September 7 - Independence Day
(Dia da Independencia)
Independence Day (Dia da Independencia) - September 7.
Independence Day in Brazil is comparable to Independence Day in the USA; it is celebrated to commemorate the day in 1822 that Dom Pedro officially announced Brazil's independence from Portugal. Brazilian Independence Day is a big day for political awareness; there are military parades held in cities throughout the country, including the largest one at the Ministries Esplanade in the presence of the President of Brazil. Most Brazilians attend or participate in these parades fiercely displaying the flag of Brazil and proudly proclaiming their love for their country.
October 12 - Our Lady of Aparecida
(Nossa Senhora Aparecida)
Our Lady of Aparecida (Nossa Senhora Aparecida) - October 12.
The Lady of Aparecida is the patron saint of Brazil; she is equated with Our Lady of the Immaculate Conception, and is said to have appeared before fisherman in 1717, after which time the fisherman were able to bring her headless statue out of the water and then were able to find her head. She is portrayed as a dark-skinned Mary-like figure in wood at Basilica of the National Shrine of Our Lady of Aparecida. Her feast day is October 12 - the day she is said to have revealed herself - Brazilians celebrate her miraculous appearance by attending religious ceremonies and by visiting the statue recovered by the fishermen.
November 2 - All Souls Day
(Dia de Finados)
All Souls Day (Dia de Finados) - November 2.

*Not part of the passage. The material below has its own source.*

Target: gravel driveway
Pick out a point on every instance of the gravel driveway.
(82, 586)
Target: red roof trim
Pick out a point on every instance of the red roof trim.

This day is celebrated to commemorate the faithful who have passed; although it is primarily a Catholic holiday, some members of the Anglican and Protestant churches have adopted its celebration as well. The holiday is observed specifically for those of the faithful who, because of venial sins, have not yet achieved the vision of heaven. Prayers and ceremonies carried out by the living are said to help cleanse these souls and send them quickly to their respite in heaven. Brazilians have the day off on this day, and are just as likely to travel and visit friends and family as they are to attend religious rites. Some people visit cemeteries and decorate the grave sites of loved ones.